Im deutschen Handbuch des Friedhofs- und Bestattungsrechts erscheint die Reerdigung seit 2021 als Gattungsbegriff.[9] Die erste Reerdigung in Deutschland wurde im Februar 2022 in Mölln (Schleswig-Holstein) vorgenommen.[10][11]

Einzelnachweise

  1. Gesundheitsministerium informiert in Innen- und Rechtsausschuss zum Pilotprojekt einer neuen Bestattungsform. Abgerufen am 23. November 2023.
  2. a b Reerdigung – ein neuer Trend im hohen Norden?. bestatterdeutschland.de, abgerufen am 9. August 2023.
  3. Anhang 2 BioAbfV - Einzelnorm. Abgerufen am 23. November 2023.
  4. Marcus Schwarz, Lisa Höfert, Ludwig Kutschera, Neele Dreißig, Susen Becker, Michael Kohl, Sven Baumann, Carsten Babian, Jan Dreßler: Die „Reerdigung“ - Eine neue Bestattungsform aus forensischer Sicht. In: Rechtsmedizin. 17. Januar 2024, doi:10.1007/s00194-023-00681-6.
  5. Kirchliches Amtsblatt des Erzbistums Paderborn 2023, Stück 8, Nr. 88 (S. 103). (PDF) 18. August 2023, abgerufen am 17. September 2023.
  6. Reerdigung verboten. Spiegel Online, 27. Oktober 2023, abgerufen am 27. Oktober 2023.

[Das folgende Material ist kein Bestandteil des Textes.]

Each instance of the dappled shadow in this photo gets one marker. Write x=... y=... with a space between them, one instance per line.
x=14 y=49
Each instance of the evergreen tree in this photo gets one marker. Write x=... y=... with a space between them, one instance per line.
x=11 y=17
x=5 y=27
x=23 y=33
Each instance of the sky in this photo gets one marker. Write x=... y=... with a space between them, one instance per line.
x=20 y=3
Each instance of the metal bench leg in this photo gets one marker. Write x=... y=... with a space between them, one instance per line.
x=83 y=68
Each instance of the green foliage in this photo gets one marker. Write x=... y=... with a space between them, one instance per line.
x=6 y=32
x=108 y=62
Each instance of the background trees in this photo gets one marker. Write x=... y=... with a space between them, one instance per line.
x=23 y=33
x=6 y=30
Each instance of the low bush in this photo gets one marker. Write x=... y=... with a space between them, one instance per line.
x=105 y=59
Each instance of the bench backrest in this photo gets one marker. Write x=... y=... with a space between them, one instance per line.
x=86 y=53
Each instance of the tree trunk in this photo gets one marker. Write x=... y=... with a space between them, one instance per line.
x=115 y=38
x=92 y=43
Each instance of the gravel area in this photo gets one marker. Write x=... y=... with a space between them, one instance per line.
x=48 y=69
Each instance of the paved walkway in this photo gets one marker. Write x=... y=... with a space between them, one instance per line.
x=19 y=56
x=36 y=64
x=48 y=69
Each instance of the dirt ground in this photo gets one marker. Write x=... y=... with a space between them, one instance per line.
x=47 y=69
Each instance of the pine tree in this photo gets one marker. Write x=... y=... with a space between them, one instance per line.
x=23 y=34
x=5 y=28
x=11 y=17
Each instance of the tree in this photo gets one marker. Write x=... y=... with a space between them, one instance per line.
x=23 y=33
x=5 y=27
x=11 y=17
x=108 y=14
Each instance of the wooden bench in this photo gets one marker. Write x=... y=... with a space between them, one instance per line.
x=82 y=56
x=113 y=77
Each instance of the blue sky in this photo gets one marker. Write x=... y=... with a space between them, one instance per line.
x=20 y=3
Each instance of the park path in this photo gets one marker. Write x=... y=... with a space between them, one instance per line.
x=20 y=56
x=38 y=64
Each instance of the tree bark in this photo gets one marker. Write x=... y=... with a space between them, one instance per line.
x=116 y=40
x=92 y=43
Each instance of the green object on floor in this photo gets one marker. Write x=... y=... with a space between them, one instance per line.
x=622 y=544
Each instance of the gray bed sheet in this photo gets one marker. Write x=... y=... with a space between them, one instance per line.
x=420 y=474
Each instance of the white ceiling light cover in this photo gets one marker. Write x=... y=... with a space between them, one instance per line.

  7. Brendan Kiley: Washington becomes first state to legalize human composting. In: The Seattle Times. 21. Mai 2019, abgerufen am 26. Oktober 2022 (amerikanisches Englisch).
  8. Tracker: Where Is Human Composting Legal. In: Earth. Abgerufen am 20. April 2023 (amerikanisches Englisch).
  9. Jürgen Gaedke, Bearbeitung: Torsten F. Barthel (Hrsg.): Handbuch des Friedhofs- und Bestattungsrechts. 13. Auflage. Carl Heymanns, Köln 2021, ISBN 978-3-452-29697-9, S. 207 f.
  10. Christoph Koch: Erde zu Erde. In: brand eins. Abgerufen am 17. November 2022.
  11. Jörn Straehler-Pohl: Bestattungsform Reerdigung – Auf einem Bett aus Stroh zu Erde werden. deutschlandfunkkultur.de, 17. März 2022, abgerufen am 26. Oktober 2022.